President Joe Biden will now sign the measure into law, staving off worldwide economic chaos.
The US Congress has approved a deal to lift the country’s borrowing limit, days before the world’s largest economy is due to default on its debt.
The bipartisan measure sped through the Senate by a vote of 63-36, a day after it cleared the US House of Representatives.
President Joe Biden has said he will enact the measure into law.
His signature on the bill will spare the US from a catastrophic default on its $31.4tn (£25tn) debt.
The country is forecast to overshoot its current debt ceiling on Monday 5 June.
A default would limit the government’s ability to borrow more money or pay all of its bills. It would also threaten to wreak havoc overseas, affecting prices and mortgage rates in other countries.
In Thursday night’s session, the bill passed with support from 44 Democrats and 17 Republicans, plus two independents.
Sixty votes were required to approve the measure in a 100-seat chamber that Democrats only narrowly control.
Thirty-one Republicans were opposed, including a member of the party’s leadership in the chamber, John Barrasso.
Among the four Democrats who voted against were left-wing senators Bernie Sanders, John Fetterman and Elizabeth Warren.
Senators first proposed 11 amendments to the debt ceiling bill, but they were all rejected in quick order, paving the way for a final vote.
If a single one of the amendments had passed, the whole bill would have had to be sent back to the House, leaving little time to ensure final passage of the measure before the US fell off a fiscal cliff.
“America can breathe a sigh of relief, a sigh of relief because in this process we are avoiding default,” Democratic Majority leader Chuck Schumer told the Senate.
In a rare display of bipartisanship, Senate Republican leader Mitch McConnell told reporters he would be “proud to support it without delay”.
The deal easily cleared the House on Wednesday evening by a vote of 314-117. Some 165 Democrats joined 149 Republicans in approving it by the required simple majority.
With Republicans in control of the lower chamber of Congress and Democrats holding sway in the Senate and White House, a deal proved elusive for weeks until Mr Biden and House Speaker Kevin McCarthy inked a compromise last weekend.
The agreement suspends the debt ceiling, the spending limit set by Congress that determines how much money the government can borrow, until 1 January 2025.

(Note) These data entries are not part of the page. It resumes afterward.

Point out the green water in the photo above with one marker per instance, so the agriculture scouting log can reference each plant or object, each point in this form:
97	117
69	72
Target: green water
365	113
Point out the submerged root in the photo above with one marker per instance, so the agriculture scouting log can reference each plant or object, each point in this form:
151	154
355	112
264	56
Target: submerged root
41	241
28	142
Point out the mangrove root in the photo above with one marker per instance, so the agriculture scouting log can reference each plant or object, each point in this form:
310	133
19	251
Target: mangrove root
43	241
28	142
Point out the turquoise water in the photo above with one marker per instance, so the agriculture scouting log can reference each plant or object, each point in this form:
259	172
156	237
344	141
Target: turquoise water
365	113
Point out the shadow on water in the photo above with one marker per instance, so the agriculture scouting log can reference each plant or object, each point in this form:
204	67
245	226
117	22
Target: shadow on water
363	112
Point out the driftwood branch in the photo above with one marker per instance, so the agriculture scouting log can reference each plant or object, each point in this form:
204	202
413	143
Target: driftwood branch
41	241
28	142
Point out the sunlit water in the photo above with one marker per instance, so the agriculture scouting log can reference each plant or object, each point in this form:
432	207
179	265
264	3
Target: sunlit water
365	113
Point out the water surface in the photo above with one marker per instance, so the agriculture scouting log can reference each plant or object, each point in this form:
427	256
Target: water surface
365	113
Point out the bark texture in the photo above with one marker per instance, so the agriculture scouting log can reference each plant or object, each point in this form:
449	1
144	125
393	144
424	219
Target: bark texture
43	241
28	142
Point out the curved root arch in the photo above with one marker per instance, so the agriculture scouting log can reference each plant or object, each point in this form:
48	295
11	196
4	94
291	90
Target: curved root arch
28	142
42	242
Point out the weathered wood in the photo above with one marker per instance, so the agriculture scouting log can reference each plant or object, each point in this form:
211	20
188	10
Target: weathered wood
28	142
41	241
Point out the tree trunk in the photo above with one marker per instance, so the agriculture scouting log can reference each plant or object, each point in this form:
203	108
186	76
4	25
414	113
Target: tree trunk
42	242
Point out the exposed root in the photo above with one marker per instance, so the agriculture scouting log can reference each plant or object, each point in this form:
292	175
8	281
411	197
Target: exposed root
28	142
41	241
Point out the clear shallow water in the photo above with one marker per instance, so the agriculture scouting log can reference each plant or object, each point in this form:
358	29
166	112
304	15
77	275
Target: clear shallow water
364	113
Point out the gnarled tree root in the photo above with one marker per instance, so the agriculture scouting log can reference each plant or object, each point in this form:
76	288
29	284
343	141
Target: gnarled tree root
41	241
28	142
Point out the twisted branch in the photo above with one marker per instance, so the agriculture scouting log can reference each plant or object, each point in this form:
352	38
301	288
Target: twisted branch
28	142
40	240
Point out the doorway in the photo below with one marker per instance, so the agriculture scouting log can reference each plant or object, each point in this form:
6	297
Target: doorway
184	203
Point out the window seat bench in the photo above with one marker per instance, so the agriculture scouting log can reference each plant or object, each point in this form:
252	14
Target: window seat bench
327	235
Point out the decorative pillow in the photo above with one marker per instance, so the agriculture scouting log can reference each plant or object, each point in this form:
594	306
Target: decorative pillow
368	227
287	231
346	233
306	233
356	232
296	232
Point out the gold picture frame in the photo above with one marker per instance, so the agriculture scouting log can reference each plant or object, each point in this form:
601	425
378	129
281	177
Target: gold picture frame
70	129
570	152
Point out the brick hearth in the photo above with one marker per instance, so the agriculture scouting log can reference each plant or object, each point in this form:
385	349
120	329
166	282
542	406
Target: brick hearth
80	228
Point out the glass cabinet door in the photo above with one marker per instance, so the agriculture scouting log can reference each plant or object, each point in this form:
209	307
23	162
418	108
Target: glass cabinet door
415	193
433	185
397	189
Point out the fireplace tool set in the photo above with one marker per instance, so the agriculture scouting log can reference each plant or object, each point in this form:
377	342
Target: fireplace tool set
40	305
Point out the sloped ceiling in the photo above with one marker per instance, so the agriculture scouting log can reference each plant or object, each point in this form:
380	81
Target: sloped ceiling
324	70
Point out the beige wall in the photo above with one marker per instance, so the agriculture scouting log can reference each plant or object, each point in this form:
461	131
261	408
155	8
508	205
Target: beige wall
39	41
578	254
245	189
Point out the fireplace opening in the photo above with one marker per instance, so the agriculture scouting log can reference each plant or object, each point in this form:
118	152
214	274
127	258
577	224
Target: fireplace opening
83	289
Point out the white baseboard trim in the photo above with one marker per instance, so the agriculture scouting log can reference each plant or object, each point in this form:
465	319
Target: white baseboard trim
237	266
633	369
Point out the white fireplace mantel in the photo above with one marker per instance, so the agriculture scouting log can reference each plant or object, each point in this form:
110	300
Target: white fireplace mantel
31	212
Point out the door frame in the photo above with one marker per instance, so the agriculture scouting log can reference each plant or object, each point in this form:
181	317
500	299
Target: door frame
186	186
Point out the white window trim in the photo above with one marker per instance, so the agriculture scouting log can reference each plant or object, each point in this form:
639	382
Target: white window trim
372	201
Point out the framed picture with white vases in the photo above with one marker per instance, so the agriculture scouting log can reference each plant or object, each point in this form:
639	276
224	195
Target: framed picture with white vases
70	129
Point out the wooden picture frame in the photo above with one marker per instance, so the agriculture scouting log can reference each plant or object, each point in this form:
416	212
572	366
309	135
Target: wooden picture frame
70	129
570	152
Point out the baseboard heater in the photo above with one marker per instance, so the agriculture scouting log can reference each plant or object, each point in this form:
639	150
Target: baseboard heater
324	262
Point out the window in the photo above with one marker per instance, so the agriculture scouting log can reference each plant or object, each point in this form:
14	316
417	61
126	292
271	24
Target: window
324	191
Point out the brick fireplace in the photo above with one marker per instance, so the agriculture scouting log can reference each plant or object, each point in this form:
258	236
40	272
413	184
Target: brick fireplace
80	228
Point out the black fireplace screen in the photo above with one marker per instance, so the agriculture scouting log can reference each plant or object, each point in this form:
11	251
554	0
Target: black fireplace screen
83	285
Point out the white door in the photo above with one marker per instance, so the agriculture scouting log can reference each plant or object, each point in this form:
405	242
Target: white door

The legislation will result in $1.5tn in savings over a decade, the independent Congressional Budget Office said on Tuesday.
The contents of the bill drew objections from both right-wing Republicans and left-wing Democrats, but there were more than enough political centrists in both parties to get it over the line.
The last time the US came this close to overshooting its debt ceiling, in 2011, the credit agency Standard & Poor’s downgraded the country’s rating, a move that has yet to be reversed.
Ahead of the Senate vote, US stock markets made gains, with the Dow closing 0.5% higher. The broader S&P 500 index rose by 1% and the tech-heavy Nasdaq ended the day 1.3% higher.